Unit 2.1 Transitions to Text-Based Coding: 

  • Block-based programming is a great way to introduce coding fundamentals, but sometimes a highly abstracted programming language can limit the ability to create code the way you want. Lesson 2.1 allows students to continue in a block-based environment and peek into a text-based language. 

Unit 2.2 Computing and Careers in our Society:

  • Just as clicks of a button or “swipes” on a screen are used to trigger events in an app, today, images are increasingly important as a way to make decisions in programming. In this lesson, students explore image processing and other innovations that are changing our society. They begin to investigate the wide range of careers in computer science and how computational thinking is an important part of the majority of professions today and in the future. 

Unit 2.3 Computing in our World: 

  • Tomorrow’s solutions involve all of us. In the final lesson, students learn how to take collaborations to scale to achieve a common goal. The final lesson challenges students to navigate an environment as part of a team, using images to identify each other and the environment, and make a decision on the best path forward. 

Unit 3.1 Text-Based Coding: 

  • Lesson 3.1 introduces the power of text-based programming using Python®. Students explore and apply the same essential coding fundamentals introduced earlier in block-based coding while learning more about the flexibility Python provides.
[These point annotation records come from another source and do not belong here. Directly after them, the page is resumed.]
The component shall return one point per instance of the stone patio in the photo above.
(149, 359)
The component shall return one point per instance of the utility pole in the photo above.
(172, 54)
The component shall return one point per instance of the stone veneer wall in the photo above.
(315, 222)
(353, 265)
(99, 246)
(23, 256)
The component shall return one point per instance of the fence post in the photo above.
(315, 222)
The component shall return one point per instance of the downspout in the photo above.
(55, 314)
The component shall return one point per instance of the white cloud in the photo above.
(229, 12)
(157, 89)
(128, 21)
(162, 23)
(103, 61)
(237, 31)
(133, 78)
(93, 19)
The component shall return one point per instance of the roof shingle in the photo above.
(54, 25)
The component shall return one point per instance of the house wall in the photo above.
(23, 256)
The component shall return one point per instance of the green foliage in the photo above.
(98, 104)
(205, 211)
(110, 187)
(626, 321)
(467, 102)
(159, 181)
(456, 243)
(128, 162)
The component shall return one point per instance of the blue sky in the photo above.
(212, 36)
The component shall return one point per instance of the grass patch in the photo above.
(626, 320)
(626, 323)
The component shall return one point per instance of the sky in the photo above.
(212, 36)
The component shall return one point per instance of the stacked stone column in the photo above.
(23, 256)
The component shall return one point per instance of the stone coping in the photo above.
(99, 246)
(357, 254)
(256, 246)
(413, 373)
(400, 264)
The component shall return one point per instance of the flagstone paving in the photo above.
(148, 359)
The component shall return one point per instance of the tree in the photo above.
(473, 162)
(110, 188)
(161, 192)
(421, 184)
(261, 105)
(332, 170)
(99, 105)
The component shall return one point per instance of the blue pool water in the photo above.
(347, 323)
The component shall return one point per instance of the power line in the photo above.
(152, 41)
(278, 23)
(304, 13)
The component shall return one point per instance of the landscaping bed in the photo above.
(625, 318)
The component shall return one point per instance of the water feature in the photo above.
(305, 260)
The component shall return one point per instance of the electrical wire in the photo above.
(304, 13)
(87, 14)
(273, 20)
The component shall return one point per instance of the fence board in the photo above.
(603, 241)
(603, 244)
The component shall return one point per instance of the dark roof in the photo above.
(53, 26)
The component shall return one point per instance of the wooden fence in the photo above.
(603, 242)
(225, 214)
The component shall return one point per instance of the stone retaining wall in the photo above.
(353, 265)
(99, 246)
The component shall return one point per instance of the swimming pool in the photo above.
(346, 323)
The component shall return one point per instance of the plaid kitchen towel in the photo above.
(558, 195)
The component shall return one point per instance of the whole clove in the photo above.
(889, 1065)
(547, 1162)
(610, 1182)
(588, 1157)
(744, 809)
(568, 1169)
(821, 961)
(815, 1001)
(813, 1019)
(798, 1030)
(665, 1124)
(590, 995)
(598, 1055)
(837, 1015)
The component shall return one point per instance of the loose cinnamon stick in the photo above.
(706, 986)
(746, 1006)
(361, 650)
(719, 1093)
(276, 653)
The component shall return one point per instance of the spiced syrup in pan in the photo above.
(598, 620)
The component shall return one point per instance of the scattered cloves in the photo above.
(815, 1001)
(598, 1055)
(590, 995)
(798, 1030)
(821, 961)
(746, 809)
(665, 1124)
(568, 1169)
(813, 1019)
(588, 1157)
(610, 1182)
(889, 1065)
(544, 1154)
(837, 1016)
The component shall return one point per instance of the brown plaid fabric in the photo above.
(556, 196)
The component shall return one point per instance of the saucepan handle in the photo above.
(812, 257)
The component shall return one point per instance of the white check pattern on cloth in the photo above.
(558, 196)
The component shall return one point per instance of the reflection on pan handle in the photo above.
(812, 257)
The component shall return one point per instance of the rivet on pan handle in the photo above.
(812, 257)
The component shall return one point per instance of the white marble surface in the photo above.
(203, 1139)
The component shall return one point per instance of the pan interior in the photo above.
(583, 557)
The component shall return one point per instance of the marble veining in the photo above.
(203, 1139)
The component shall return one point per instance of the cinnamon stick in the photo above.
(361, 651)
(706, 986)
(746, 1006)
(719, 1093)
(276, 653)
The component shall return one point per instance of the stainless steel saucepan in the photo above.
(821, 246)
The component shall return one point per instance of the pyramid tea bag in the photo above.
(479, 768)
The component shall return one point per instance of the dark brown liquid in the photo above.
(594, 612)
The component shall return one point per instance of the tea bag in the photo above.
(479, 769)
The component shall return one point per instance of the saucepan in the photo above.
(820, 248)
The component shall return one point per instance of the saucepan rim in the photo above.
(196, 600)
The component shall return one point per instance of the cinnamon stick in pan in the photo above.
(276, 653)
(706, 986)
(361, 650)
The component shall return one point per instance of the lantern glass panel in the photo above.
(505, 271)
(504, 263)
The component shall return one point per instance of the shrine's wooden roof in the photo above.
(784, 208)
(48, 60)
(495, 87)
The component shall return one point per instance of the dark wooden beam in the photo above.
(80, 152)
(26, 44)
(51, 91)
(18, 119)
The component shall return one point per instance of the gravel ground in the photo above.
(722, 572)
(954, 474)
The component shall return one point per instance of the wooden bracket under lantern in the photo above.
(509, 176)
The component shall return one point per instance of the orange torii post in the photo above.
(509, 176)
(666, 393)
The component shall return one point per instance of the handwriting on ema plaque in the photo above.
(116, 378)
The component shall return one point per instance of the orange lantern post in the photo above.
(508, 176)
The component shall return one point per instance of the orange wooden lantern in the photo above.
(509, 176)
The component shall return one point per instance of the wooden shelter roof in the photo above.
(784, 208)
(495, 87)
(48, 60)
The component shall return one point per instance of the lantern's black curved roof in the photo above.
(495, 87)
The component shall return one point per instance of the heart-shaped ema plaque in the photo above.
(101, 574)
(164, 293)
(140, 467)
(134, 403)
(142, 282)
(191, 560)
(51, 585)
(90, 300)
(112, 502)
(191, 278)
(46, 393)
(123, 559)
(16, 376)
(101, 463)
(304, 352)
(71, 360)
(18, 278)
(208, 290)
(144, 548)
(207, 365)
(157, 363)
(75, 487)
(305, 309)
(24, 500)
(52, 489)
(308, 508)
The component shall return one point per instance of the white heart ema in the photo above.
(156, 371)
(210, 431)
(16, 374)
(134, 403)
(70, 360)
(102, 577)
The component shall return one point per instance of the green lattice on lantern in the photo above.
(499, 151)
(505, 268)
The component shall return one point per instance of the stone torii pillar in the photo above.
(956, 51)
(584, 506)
Students create a point-of-sale program for a restaurant that requires the use of variables, conditionals, and user input to allow a user to order from a menu. 

Unit 3.2 Text-Based Solutions: 

  • In this lesson, students will learn about loops, lists, and data types in Python®, applying those skills to create code to be used in a social media program, then a course registration program, and eventually, a rock-paper-scissors tournament. 

Unit 3.3 The Power of Text-Based Programming: 

  • In the final unit of this lesson, students collaboratively design, create, and test a program that will solve a problem from one of their other classes by automating a repetitive process of their choosing. 
    •  Examples of the kinds of problem that students might choose include: 
    • Punnet squares or dichotomous keys from Biology 
    • Formulas from Physics, Algebra, or Geometry 
    • Sentence diagramming from English (this type of program can get quite involved) 

Unit 4.1 Innovation of Computational Problem-Solving:

  • The goal of this lesson is to allow students the opportunity to apply the collaboration, technical, and communication skills that they have developed to solve an authentic problem that is relevant to them. 
  • Part E is designed for getting authentic feedback from users and complete one last iteration before the final project is completed and presented. Determine the type of presentations you will have your students do to determine how many days will be needed for Part F.